- Theatrical release poster
- Directed by: Felix Van Groeningen
- Written by: Felix Van Groeningen
- Produced by: Dirk Impens
- Starring: Titus De Voogdt; Delfine Bafort; Johan Heldenbergh;
- Cinematography: Ruben Impens
- Edited by: Nico Leunen
- Music by: Soulwax
- Production companies: Favourite Films NV Menuet
- Distributed by: Kinepolis Film Distribution (Belgium); Lifesize Entertainment (United States);
- Release dates: February 18, 2004 (Belgium); July 8, 2005 (United States);
- Running time: 97 minutes
- Country: Belgium
- Language: Dutch

= Steve + Sky =

Steve + Sky is a 2004 Belgian comedy-drama film written and directed by Felix Van Groeningen in his directorial debut. It stars Titus De Voogdt, Delfine Bafort and Johan Heldenbergh. The film is set in Kortrijksesteenweg in Ghent, which is known for its many brothels, and follows two 22-year-olds whose lives crosses paths.

== Cast ==
- Titus De Voogdt as Steve
- Delfine Bafort as Sky
- Johan Heldenbergh as Jean-Claude
- Romy Bollion as Charlotte
- Wine Dierickx as Nikita

== Plot ==
Steve is a small-time drug runner, sentenced to time in prison when he is caught after his girlfriend accidentally rear-ends a police van. While in prison he meets Jean-Claude, a wheelchair user, and together they agree to start stealing motorcycles after they are both released. Sky is a drifter, employed in a series of part-time jobs including prostitute and factory worker. There are two encounters between the two, both while at a bowling alley, before they first meet formally, at a brothel that Jean-Claude has opened, as Sky is a friend of Jean-Claude's daughter Charlotte.

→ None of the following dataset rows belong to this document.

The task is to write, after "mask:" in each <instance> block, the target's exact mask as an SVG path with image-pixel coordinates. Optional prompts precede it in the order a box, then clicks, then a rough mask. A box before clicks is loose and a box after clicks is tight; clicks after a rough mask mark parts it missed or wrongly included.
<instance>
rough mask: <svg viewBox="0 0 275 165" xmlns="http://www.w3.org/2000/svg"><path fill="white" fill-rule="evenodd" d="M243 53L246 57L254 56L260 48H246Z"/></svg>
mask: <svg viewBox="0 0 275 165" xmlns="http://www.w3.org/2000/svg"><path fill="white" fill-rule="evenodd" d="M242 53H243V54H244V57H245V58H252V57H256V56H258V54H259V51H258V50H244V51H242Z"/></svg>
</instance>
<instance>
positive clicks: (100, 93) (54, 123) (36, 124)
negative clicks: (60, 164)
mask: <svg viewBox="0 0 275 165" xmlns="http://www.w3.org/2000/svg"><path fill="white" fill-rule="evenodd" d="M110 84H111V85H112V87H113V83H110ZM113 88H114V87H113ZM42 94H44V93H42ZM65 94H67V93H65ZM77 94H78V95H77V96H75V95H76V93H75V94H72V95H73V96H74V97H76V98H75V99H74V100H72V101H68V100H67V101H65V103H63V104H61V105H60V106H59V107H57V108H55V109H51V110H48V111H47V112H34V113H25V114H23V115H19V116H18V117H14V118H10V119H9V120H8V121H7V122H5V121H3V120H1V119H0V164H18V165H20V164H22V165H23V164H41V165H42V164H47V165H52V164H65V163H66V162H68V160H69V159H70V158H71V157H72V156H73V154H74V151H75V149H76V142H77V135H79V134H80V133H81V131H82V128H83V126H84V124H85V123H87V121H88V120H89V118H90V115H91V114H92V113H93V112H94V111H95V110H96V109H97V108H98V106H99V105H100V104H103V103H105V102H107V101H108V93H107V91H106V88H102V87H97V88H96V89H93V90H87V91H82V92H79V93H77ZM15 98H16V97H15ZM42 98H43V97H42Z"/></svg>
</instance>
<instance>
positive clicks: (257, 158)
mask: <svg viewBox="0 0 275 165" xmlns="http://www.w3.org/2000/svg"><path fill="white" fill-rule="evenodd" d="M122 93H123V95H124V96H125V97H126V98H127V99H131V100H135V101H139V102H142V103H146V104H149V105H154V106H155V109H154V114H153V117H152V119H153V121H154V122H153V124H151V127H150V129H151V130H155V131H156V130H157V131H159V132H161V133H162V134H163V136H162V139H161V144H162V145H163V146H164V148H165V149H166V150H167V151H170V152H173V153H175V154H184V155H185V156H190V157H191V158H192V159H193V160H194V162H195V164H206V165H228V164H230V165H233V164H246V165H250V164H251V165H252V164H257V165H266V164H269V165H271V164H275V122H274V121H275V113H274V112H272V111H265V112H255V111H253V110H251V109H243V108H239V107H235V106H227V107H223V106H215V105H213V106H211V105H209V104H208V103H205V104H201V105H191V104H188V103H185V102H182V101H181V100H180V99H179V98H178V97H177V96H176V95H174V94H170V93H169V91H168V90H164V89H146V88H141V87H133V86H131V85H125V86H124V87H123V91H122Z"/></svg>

The two start a casual relationship, but Sky seems to be genuinely in love whereas Steve if less committed. Steve plans to move to Slovenia with Jean-Claude to start a business, but it is ambiguous as to whether they actually make it. The film ends with Steve almost running over Sky while she is dancing across a pedestrian crossing and he is speeding in a stolen motorbike.

== Release ==
The film was released on February 18, 2004 in Belgium by Kinepolis Film Distribution. It also received a limited release by Lifesize Entertainment on July 8, 2005 in the United States.

== Critical reception ==
Dana Stevens of The New York Times gave the film a negative review, writing: "With its deliberately washed-out color palette, affectless dialogue and nearly event-free story line, "Steve + Sky" is a mere slip of a movie, a wan character study of people who add up to little more than a series of studied quirks" but praised the performances of the two lead actors. Eddie Cockrell of Variety wrote: "Promising frosh helmer Felix van Groeningen exhibits a fresh eye, though his script is full of too many self-consciously Tarantino-ish verbal digressions that serve to distract from the story".

The film won Best Film and Best Composer at the 2004 Joseph Plateau Awards.